The Ceylon India Inn

The Matchcover Storyteller

In the 1970s, midtown Manhattan was not the healthiest or most fun part of New York City to visit.   For instance, you’d belooking for 148 W. 48th Street.   Miss it by maybe just three feet and you were in a topless club, in part of midtown dubbed at the time, “Pornoland”,  

But what you were really looking for was the oldest Indian restaurant in New York and in the United States — The Ceylon India Inn.   Indian restaurants had proliferated in midtown since after the Korean War even as the neighborhood had changed profoundly (it has changed back, I hope you know!)  But in “Pornoland”, visiting this second floor restaurant took you thoroughly away from the seedy streetscape.  At the time, the New York Times called it “ a true gem in the sordid glitter of porno flicks”.

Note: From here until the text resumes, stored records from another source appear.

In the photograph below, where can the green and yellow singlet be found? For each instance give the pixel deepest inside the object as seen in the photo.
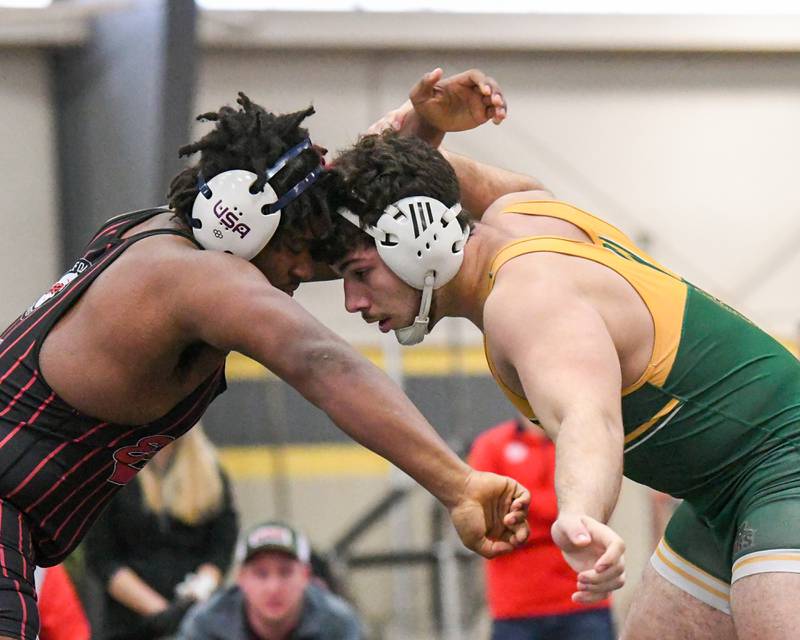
(718, 396)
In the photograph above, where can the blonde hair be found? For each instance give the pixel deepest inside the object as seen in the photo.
(190, 489)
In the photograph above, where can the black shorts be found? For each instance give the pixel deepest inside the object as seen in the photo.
(19, 614)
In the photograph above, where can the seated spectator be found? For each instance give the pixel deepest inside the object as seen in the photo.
(165, 541)
(529, 590)
(274, 597)
(61, 614)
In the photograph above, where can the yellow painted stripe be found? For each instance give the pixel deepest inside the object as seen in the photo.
(706, 575)
(420, 361)
(690, 577)
(302, 461)
(794, 557)
(638, 431)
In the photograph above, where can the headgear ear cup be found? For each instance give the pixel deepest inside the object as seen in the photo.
(227, 216)
(232, 219)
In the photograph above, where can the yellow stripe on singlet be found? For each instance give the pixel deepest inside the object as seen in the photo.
(773, 557)
(688, 576)
(643, 428)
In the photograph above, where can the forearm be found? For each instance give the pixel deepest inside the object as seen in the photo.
(127, 588)
(588, 467)
(481, 184)
(371, 409)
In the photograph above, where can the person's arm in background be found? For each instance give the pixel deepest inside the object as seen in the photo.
(458, 103)
(570, 372)
(222, 531)
(106, 558)
(482, 456)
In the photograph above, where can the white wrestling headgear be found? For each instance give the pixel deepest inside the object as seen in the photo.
(227, 216)
(421, 241)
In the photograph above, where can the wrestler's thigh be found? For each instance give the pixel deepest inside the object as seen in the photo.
(765, 606)
(662, 611)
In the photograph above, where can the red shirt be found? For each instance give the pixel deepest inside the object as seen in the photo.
(61, 613)
(534, 580)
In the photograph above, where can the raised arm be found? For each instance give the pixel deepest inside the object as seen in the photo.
(242, 312)
(567, 365)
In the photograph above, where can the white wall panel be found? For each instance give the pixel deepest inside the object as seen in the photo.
(29, 255)
(695, 153)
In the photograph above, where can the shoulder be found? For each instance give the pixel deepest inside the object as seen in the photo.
(335, 611)
(506, 203)
(493, 435)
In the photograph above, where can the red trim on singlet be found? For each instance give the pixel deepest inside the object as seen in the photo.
(77, 508)
(64, 500)
(32, 419)
(64, 476)
(211, 388)
(63, 299)
(70, 471)
(36, 469)
(20, 393)
(17, 362)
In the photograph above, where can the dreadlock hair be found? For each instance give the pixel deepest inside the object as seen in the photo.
(375, 172)
(252, 138)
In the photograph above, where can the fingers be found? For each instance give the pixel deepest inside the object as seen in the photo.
(492, 548)
(608, 538)
(586, 597)
(522, 499)
(592, 592)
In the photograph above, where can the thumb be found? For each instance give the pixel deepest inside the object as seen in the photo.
(424, 89)
(575, 530)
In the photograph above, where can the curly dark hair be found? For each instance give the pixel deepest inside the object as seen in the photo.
(252, 138)
(375, 172)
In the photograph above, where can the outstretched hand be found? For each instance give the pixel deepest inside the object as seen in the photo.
(491, 517)
(594, 551)
(460, 102)
(436, 106)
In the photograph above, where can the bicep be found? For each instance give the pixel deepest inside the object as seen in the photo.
(241, 311)
(507, 201)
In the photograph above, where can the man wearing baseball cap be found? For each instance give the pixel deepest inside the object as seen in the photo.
(273, 597)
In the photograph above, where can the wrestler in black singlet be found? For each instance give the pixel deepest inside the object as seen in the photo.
(58, 467)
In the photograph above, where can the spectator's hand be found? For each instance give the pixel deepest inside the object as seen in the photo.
(460, 102)
(491, 517)
(594, 551)
(167, 622)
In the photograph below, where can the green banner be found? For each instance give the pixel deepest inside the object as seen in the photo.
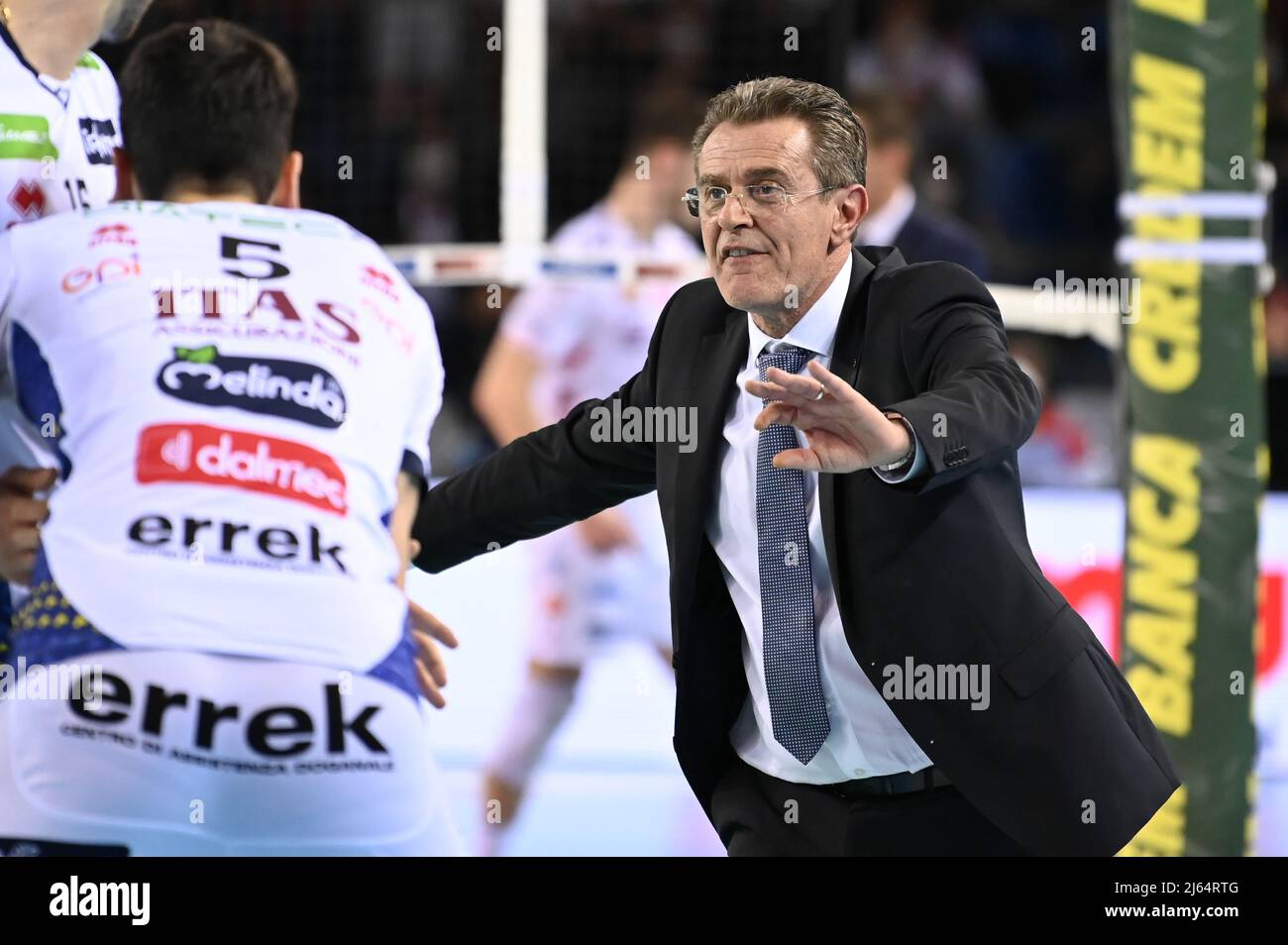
(1189, 82)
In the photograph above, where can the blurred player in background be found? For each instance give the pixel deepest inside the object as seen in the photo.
(561, 344)
(59, 125)
(898, 217)
(244, 398)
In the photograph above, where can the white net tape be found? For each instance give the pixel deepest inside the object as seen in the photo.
(1069, 308)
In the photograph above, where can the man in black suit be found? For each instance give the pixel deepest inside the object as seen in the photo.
(897, 217)
(812, 582)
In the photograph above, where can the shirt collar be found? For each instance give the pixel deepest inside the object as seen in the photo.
(816, 329)
(883, 226)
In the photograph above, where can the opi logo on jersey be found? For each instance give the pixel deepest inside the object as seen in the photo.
(290, 389)
(99, 138)
(214, 456)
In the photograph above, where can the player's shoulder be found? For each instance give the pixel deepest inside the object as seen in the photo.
(91, 73)
(91, 65)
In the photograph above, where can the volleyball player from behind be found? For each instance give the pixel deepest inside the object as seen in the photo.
(59, 124)
(561, 344)
(244, 395)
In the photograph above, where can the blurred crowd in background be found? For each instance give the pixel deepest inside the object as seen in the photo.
(1005, 93)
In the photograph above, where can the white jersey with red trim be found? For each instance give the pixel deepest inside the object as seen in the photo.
(231, 391)
(55, 137)
(591, 335)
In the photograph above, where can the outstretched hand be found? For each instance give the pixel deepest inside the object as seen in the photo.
(844, 432)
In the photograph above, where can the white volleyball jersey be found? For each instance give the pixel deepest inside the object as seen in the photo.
(55, 137)
(591, 335)
(232, 391)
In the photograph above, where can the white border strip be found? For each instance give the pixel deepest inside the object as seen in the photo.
(1212, 205)
(1216, 252)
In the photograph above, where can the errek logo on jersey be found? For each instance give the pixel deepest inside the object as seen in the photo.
(233, 542)
(288, 389)
(214, 456)
(99, 140)
(168, 714)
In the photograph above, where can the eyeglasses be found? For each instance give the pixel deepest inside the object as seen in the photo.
(708, 201)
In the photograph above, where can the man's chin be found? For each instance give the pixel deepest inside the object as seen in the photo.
(739, 293)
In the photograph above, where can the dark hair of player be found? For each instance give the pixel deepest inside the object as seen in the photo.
(211, 102)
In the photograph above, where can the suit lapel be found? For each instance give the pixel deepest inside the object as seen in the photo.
(846, 352)
(721, 353)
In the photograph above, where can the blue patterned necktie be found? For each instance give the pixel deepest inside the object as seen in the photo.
(790, 639)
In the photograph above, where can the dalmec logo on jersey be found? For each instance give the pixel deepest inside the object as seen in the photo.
(290, 389)
(214, 456)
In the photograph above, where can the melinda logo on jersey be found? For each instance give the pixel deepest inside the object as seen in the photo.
(290, 389)
(214, 456)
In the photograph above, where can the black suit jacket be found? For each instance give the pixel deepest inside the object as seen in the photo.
(1065, 759)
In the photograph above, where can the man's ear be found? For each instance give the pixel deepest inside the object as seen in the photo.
(287, 191)
(127, 187)
(850, 213)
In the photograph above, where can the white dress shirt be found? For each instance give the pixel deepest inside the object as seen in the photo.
(866, 739)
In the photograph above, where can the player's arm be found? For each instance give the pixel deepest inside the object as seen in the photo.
(399, 523)
(21, 509)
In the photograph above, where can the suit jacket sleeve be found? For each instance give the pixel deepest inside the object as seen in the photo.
(978, 406)
(557, 475)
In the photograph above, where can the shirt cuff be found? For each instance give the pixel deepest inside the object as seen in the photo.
(913, 469)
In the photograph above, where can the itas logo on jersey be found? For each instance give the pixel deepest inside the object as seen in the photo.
(288, 389)
(112, 235)
(99, 140)
(214, 456)
(235, 542)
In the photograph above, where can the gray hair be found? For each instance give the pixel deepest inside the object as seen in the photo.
(840, 145)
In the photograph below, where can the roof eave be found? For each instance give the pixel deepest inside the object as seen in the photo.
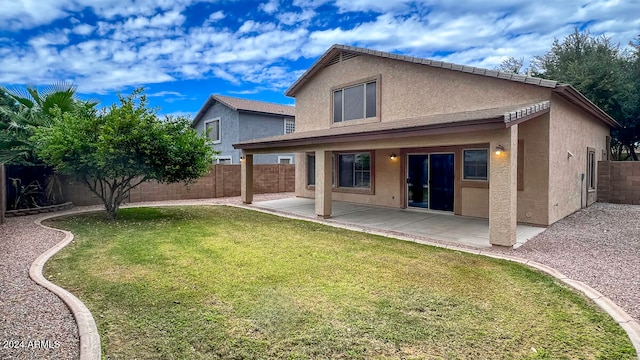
(492, 123)
(572, 95)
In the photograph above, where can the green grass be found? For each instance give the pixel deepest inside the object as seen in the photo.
(222, 282)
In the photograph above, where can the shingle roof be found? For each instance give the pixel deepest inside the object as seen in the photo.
(495, 118)
(245, 105)
(329, 56)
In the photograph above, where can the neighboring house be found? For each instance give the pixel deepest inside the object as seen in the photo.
(404, 132)
(230, 120)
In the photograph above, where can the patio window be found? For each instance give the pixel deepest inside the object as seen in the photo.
(285, 160)
(224, 160)
(212, 129)
(355, 102)
(354, 170)
(311, 170)
(475, 164)
(591, 168)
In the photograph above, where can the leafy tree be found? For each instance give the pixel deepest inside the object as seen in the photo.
(601, 71)
(114, 150)
(22, 111)
(512, 65)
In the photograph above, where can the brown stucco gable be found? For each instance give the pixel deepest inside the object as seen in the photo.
(338, 53)
(477, 120)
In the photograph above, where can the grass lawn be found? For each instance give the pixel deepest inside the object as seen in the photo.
(222, 282)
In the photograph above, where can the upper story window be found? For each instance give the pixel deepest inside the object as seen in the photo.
(212, 129)
(223, 160)
(355, 102)
(591, 168)
(289, 126)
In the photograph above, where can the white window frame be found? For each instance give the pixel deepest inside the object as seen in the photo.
(354, 170)
(591, 169)
(290, 158)
(219, 129)
(218, 158)
(342, 88)
(463, 164)
(289, 121)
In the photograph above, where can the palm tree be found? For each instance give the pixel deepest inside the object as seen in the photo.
(24, 109)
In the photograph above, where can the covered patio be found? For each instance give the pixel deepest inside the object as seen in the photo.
(458, 230)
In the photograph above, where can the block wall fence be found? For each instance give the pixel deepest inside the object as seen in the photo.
(619, 182)
(221, 181)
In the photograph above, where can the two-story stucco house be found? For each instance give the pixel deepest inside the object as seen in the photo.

The Ceylon India Inn was founded in 1913, the first south Asian restaurant of any kind in America.  .  It was the passion of K.Yaman Kira, a Ceylonese dancer and circus performer settling down in New York.  It quickly became a gathering place for the south Asian community, but attracted the rest of the population as well.  Through the first half of the 20th century, it was the place for Sinhalese pepper steak, curries, all kinds of chutneys, fried coconuts, and even tamarind win.

In the 1920s and ‘30s, The Ceylon India Inn was known as an “unusual community center”, a place enjoyed by “grave Indian gentlemen”.   In 1930, it hosted a meeting of the “All-World Gandhi Fellowship” and the Independence League of America to discuss Indian Nationalism.   But by the 1940s, the politics of South Asian independence had shifted to the nearby Rajah Restaurant.   Kira was seen as being too politically broad-minded, too “tolerant”.  For example, in 1936, he hosted a memorial for the late King George V (Emperor of India was one of his titles); it upset other Indians greatly (India finally achieved independence from Britain in 1947)

Kira in his 60s, sold to a Bengalese owner in the 1950s who renamed it Curry India.  It later reverted to the Ceylon India Inn but around 2014 it became Bombay Masaia (now down in  in the East Village) and eventually closed  — not suddenly, but just with changing times, a changing neighborhood and so on.

Today, the location on W. 49th is certainly noted as the site of the first Indian restaurant in the U.S.   But the restaurants there are successors, rather than any continuation of an original operation..

Two of these matchcovers are almost identical; it’s the manumark that’s different.  These 4 are the only ones I have or have been able to find.